How to get to North Cascades National Park
While there are a few guided tours available, most visitors drive themselves, so be prepared for some mountain driving. If you’re heading from Seattle, SR 20 can be accessed from the west off I-5 in Burlington. From the east, you can pick it up in Mazama. You can also take I-5 to SR 530 and follow that east and then north until it intersects with SR 20 in Rockport. This route will be slightly more scenic and will shave a few miles off your drive, though there will be fewer services along the way. Without traffic, you should be at the entrance in approximately 2 hours.
The Stehekin ferry that was previously mentioned can be accessed from Chelan at the southeast end of Lake Chelan or Fields Point on the west side of the lake. The town is located just off US-97. From Chelan, day parking is free, but there is a charge for overnight parking. From Fields Point, there are charges for both day and overnight parking. You can book one way or round trip tickets on the ferry.
When to visit North Cascades National Park
North Cascades National Park and the NRAs included in the area are open year round, but note that SR 20 and other roads partially close during winter from November or early December through April or early May depending on when the snowfall necessitates it. This cuts off access from the east side. Late May through early Fall are the ideal times to visit. Plan a trip later in the summer if you’re planning higher elevation hiking as snow can linger on trails well into July in some areas.
What to bring to North Cascades National Park
Your full packing list is going to depend on what specific things you’ve chosen to do in North Cascades National Park, your mode of transport, and your length of stay, but here are a few items you won’t want to miss:
- Bring lots of water, even if you’re not planning on doing a lot of hiking. There are very few services in the park, and being at higher elevations tends to make you thirstier.
- Along those same lines, bringing lots of snacks or a picnic lunch is also highly recommended. There is no food service inside the park and you’ll need to drive for miles to get to anywhere with food from most parts of the complex.
- Sturdy hiking boots are a must if you plan on hitting any of the trails
- Wear layered clothing and pack for rain. Temperatures can vary widely from morning to night and from high elevation to low elevation. It’s best to wear layers that can be removed or added as needed to maintain comfort throughout the day.
- I never travel without my portable phone charger. I burn through a lot of battery taking pictures and almost always need to top it off when traveling. We road tripped, so I had easy access to a charger all day on this trip, but if you’re camping or doing a lot of hiking you’ll want a portable battery for it.

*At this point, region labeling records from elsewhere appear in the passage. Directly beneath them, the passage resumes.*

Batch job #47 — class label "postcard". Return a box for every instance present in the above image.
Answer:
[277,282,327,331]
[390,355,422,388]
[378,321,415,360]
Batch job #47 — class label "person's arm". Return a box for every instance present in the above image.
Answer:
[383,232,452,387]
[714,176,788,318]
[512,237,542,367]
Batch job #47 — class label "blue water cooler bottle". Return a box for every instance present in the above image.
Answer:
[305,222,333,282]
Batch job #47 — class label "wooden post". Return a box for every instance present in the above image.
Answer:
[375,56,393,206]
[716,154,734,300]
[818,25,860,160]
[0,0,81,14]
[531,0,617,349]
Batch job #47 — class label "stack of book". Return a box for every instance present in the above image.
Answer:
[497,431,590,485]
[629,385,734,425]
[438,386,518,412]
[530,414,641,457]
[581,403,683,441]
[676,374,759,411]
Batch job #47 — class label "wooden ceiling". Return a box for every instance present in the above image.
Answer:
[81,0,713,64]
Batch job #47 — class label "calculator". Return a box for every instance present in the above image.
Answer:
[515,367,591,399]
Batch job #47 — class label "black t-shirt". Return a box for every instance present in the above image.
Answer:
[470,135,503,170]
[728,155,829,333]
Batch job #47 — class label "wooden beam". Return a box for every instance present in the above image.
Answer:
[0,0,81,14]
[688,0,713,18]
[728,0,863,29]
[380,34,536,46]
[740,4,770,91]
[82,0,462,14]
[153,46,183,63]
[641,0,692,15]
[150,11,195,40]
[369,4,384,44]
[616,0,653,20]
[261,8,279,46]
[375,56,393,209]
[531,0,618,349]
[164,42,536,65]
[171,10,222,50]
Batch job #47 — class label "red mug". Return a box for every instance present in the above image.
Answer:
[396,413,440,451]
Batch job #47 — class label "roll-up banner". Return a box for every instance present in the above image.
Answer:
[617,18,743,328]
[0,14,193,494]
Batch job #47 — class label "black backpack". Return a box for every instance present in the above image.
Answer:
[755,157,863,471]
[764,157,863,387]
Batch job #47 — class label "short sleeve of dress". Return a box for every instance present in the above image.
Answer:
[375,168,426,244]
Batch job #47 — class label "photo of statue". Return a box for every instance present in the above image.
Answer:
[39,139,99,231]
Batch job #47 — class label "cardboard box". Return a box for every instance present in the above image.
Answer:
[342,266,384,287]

- Paper maps are essential because there is little to no cell service inside the park areas. If you’re driving it’s pretty straightforward and hard to get lost because there’s only one road east to west, but you’ll want info on the scenic locations. If you’re hiking, you’ll want a more detailed map that shows trails and topography. You can grab these at one of the National Park Visitor Centers or online ahead of your trip.